Given that the tangent line to the graph of $f(x)$ at (0,0) has equation $2y=x$ and that $f(x)$ has a horizontal asymptote at $\infty$ with equation $y=2$, find the value of

$\displaystyle\lim_{x\to{0^{+}}} {\frac{sin(2x)}{f(x)}} - x^2f(\frac{1}{x})$

2. Originally Posted by polymerase
Given that the tangent line to the graph of $f(x)$ at (0,0) has equation $2y=x$ and that $f(x)$ has a horizontal asymptote at $\infty$ with equation $y=2$, find the value of

$\displaystyle\lim_{x\to{0^{+}}} {\frac{sin(2x)}{f(x)}} - x^2f(\frac{1}{x})$
I'm not any sort of an expert at limits, but this looks so I'm going to take a shot at it.
First since $\lim_{x \to +\infty}f(x) = 2$ we know that $\lim_{x \to 0^+}f \left ( \frac{1}{x} \right ) = 2$

Thus
$\lim_{x \to 0+}x^2 f \left ( \frac{1}{x} \right ) = \lim_{x \to 0^+} 2x^2 = 0$

Next we have $\lim_{x \to 0^+} \frac{sin(2x)}{f(x)}$. We know that $\lim_{x \to 0}f(x) = 0$ since the tangent line to y = f(x) at x = 0 is 2y = x.

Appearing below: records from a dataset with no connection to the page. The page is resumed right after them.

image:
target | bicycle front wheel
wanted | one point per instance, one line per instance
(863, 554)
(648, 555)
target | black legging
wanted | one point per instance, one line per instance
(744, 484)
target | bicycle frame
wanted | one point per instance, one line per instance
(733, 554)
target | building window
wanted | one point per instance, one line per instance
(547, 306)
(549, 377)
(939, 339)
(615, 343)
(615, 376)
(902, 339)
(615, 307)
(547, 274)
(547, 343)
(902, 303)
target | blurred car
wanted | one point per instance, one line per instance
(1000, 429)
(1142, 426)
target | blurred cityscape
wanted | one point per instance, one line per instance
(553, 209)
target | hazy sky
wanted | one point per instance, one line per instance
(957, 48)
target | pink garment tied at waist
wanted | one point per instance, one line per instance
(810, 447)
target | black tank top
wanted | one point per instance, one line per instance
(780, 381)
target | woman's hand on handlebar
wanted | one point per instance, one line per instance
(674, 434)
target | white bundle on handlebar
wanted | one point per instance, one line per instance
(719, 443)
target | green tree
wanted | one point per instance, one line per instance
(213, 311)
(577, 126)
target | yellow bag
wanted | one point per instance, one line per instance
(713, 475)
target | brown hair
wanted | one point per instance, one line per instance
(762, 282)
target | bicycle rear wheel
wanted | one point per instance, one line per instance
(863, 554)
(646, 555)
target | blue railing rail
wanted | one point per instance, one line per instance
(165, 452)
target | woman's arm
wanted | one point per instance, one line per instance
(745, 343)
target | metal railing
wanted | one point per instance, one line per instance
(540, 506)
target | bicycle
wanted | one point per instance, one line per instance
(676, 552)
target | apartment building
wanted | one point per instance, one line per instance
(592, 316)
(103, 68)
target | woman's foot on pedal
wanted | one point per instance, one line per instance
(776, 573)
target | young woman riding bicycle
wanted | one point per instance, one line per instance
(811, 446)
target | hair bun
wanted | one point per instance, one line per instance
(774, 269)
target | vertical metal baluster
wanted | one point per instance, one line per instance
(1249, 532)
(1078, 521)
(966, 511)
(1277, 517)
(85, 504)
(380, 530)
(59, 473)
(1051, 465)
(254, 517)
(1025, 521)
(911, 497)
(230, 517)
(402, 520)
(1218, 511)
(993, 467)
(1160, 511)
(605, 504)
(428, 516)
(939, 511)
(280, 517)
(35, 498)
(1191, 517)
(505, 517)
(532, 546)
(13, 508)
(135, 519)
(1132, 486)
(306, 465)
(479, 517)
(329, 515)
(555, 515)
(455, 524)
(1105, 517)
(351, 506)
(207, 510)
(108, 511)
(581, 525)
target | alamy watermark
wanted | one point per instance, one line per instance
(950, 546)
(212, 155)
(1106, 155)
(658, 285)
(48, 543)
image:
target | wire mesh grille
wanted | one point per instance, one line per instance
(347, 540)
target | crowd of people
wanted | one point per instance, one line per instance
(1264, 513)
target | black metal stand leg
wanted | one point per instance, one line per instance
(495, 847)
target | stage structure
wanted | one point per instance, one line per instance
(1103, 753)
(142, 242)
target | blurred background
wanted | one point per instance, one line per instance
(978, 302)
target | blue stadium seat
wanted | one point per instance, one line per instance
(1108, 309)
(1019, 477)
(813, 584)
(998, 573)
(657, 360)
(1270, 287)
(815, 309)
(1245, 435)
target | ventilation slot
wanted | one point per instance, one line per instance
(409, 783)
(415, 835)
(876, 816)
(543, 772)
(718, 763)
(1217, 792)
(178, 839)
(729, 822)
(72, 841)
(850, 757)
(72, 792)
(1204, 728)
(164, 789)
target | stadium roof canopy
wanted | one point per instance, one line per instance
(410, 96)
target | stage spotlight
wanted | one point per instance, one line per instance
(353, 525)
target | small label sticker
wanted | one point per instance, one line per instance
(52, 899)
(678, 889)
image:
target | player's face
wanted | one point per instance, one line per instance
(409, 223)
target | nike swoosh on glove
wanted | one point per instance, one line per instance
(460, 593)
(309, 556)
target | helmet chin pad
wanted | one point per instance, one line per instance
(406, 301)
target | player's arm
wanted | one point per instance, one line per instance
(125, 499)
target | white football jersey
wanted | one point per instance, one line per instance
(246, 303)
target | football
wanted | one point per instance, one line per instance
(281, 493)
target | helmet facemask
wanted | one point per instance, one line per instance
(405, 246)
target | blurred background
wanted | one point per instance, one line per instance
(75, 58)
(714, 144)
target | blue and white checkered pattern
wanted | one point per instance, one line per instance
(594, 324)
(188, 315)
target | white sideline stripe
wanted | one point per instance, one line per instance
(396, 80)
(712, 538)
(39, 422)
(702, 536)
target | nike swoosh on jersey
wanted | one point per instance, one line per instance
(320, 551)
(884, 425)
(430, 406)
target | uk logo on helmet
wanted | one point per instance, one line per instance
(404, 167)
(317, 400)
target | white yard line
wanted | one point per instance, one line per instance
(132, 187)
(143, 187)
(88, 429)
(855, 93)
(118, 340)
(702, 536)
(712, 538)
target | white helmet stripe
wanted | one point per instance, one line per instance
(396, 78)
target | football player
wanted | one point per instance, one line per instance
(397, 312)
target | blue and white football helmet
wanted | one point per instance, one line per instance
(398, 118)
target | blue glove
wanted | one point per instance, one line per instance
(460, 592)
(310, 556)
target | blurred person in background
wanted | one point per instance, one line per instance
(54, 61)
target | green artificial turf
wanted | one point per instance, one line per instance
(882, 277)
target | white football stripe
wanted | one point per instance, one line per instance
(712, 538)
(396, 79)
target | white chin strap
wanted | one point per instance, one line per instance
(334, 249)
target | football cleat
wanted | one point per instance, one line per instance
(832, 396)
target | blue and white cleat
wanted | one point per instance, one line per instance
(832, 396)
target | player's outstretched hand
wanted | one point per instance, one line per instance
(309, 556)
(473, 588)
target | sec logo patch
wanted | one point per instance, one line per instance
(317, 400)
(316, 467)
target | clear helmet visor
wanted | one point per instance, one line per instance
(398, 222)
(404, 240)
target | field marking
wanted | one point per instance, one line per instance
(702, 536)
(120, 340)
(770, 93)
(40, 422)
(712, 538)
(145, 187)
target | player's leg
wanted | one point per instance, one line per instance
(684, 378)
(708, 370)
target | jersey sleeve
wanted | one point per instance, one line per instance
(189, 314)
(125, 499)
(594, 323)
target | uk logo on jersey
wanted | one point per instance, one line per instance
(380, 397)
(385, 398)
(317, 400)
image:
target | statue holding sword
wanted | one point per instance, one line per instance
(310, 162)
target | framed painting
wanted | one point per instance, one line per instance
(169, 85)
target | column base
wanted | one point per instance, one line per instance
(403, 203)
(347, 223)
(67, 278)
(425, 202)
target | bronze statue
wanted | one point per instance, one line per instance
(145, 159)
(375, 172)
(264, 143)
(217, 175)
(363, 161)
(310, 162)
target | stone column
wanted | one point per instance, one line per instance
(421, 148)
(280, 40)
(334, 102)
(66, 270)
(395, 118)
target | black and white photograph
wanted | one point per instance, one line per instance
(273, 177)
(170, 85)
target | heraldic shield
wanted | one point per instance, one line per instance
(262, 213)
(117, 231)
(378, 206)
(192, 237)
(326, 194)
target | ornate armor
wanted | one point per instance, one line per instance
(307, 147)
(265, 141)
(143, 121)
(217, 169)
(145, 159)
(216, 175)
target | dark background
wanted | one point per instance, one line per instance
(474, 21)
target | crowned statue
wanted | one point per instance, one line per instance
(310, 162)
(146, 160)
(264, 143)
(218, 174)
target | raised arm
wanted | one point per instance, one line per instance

Thus the limit is of the form $\frac{0}{0}$ and we may apply L'Hopital's rule:
$\lim_{x \to 0^+} \frac{sin(2x)}{f(x)} = \lim_{x \to 0^+} \frac{2 cos(2x)}{\frac{1}{2}} = \lim_{x \to 0^+}4cos(2x) = 4$
(Because $f(x) \approx \frac{1}{2}x$ near x = 0.)

Thus
$\lim_{x \to 0^+} { \frac{sin(2x)}{f(x)}} - x^2f(\frac{1}{x}) = 4 - 0 = 4$

-Dan

3. Originally Posted by topsquark
I'm not any sort of an expert at limits, but this looks so I'm going to take a shot at it.
First since $\lim_{x \to +\infty}f(x) = 2$ we know that $\lim_{x \to 0^+}f \left ( \frac{1}{x} \right ) = 2$

Thus
$\lim_{x \to 0+}x^2 f \left ( \frac{1}{x} \right ) = \lim_{x \to 0^+} 2x^2 = 0$

Next we have $\lim_{x \to 0^+} \frac{sin(2x)}{f(x)}$. We know that $\lim_{x \to 0}f(x) = 0$ since the tangent line to y = f(x) at x = 0 is 2y = x. Thus the limit is of the form $\frac{0}{0}$ and we may apply L'Hopital's rule:
$\lim_{x \to 0^+} \frac{sin(2x)}{f(x)} = \lim_{x \to 0^+} \frac{2 cos(2x)}{\frac{1}{2}} = \lim_{x \to 0^+}4cos(2x) = 4$
(Because $f(x) \approx \frac{1}{2}x$ near x = 0.)

Thus
$\lim_{x \to 0^+} { \frac{sin(2x)}{f(x)}} - x^2f(\frac{1}{x}) = 4 - 0 = 4$

-Dan
Thanks!
By the way, you're right .

4. Originally Posted by polymerase
Thanks!
By the way, you're right .

That was fun! Thank you for the problem.

-Dan

5. Originally Posted by topsquark

That was fun! Thank you for the problem.

-Dan
You think you had a hard time...i had to do this problem for my calculus term test.